Estados Unidos, lanzado aún en su Operación Libertad Duradera (que, mala traducción, quiere reflejar el hecho de que la libertad debe y puede resistir a ataques terroristas sin perder su esencia), no está aún plenamente en el multilateralismo. Pues no ha decidido aún si ser democracia o imperio, y si su alianza es contra el terrorismo, nuevo enemigo declarado, o a favor del poderío de EE UU en el mundo. En cada crisis internacional que ha habido en los últimos 120 años, EE UU ha ido ganando poder. Quiere apoyo político y de inteligencia de una gran coalición internacional, ante todo contra el terrorismo que le afecta, que es también el de sus fundamentalistas cristianos internos, como el que puso la bomba de Oklahoma. Busca fuera, pero ha convivido con la amenaza durante años dentro, y la solitaria aún puede seguir así. En todo caso, ha empezado a actuar casi solo, y muchos aliados también lo prefieren así. Quizás EE UU no percibe que muchos de sus actos provocan reacciones adversas. Por no hablar siempre del apoyo a Israel, se puede abordar la violencia cultural que derivó de la guerra del Golfo de 1991, con la subsiguiente presencia permanente de fuerzas de EE UU en Arabia Saudí, tierra sagrada para los musulmanes. No es sino una forma de asegurarse el control del petróleo, sobre el que vive nuestro modelo de sociedad. Puede que tenga razón Rifkin al considerar que, si los automóviles y otras industrias dejaran de usar derivados del petróleo, en gran parte, las crisis de Oriente Próximo y de Asia Central podrían desvanecerse o pasar a ser puramente regionales. El control del petróleo también ha alimentado el odio.

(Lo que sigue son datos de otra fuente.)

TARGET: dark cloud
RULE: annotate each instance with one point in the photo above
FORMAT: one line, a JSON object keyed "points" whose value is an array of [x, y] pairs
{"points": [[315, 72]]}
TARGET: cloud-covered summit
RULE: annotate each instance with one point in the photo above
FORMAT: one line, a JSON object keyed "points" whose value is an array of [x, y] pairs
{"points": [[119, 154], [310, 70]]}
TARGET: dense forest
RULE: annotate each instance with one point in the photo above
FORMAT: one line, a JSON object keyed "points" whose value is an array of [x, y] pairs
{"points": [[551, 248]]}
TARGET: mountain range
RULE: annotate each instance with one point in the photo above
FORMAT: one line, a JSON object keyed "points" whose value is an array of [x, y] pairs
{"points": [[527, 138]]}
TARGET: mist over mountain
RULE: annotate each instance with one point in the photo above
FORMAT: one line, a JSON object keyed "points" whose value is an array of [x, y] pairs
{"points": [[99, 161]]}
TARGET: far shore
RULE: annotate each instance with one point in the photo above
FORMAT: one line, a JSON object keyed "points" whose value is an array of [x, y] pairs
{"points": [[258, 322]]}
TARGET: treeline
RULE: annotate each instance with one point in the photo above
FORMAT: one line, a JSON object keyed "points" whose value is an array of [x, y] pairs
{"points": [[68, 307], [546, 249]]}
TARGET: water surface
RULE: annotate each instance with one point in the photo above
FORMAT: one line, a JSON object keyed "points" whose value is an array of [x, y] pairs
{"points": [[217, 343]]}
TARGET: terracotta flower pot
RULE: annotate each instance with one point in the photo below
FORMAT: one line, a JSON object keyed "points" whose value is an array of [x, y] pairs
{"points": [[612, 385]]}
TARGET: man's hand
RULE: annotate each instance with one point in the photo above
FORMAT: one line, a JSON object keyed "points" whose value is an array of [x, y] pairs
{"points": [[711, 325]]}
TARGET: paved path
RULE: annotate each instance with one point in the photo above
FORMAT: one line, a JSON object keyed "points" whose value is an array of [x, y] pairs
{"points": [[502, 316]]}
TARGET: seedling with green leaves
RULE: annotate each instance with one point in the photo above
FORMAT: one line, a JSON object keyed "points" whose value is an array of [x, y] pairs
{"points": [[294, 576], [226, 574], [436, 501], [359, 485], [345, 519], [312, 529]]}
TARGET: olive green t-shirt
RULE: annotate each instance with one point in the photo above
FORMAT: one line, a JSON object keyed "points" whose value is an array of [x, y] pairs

Pese a sus posteriores matizaciones, la consideración por Berlusconi de que Occidente era muy superior al islam le ha hecho mucho daño a los esfuerzos europeos para atraer a una parte del mundo islámico y alimenta ese odio. Pero tampoco hay que llamarse a engaño: Berlusconi, como responsable político, no debía haber hecho tal afirmación; pero ha reflejado lo que mucha gente siente o incluso piensa, volviendo la yihad contra ellos, los musulmanes. En sentido contrario, también muchos musulmanes -hay 11 millones de ellos en la UE y siete millones en EE UU- se sienten, como ha afirmado el canciller alemán, Gerhard Schröder, la primera víctima o las siguientes a los muertos y heridos de los atentados de Nueva York y Washington. Probablemente, como se dijo en Cadenabbia, estemos como ese señor K. de Brecht al que le preguntan: '¿En qué está trabajando ahora?'. Y contesta: 'En mi próximo error'.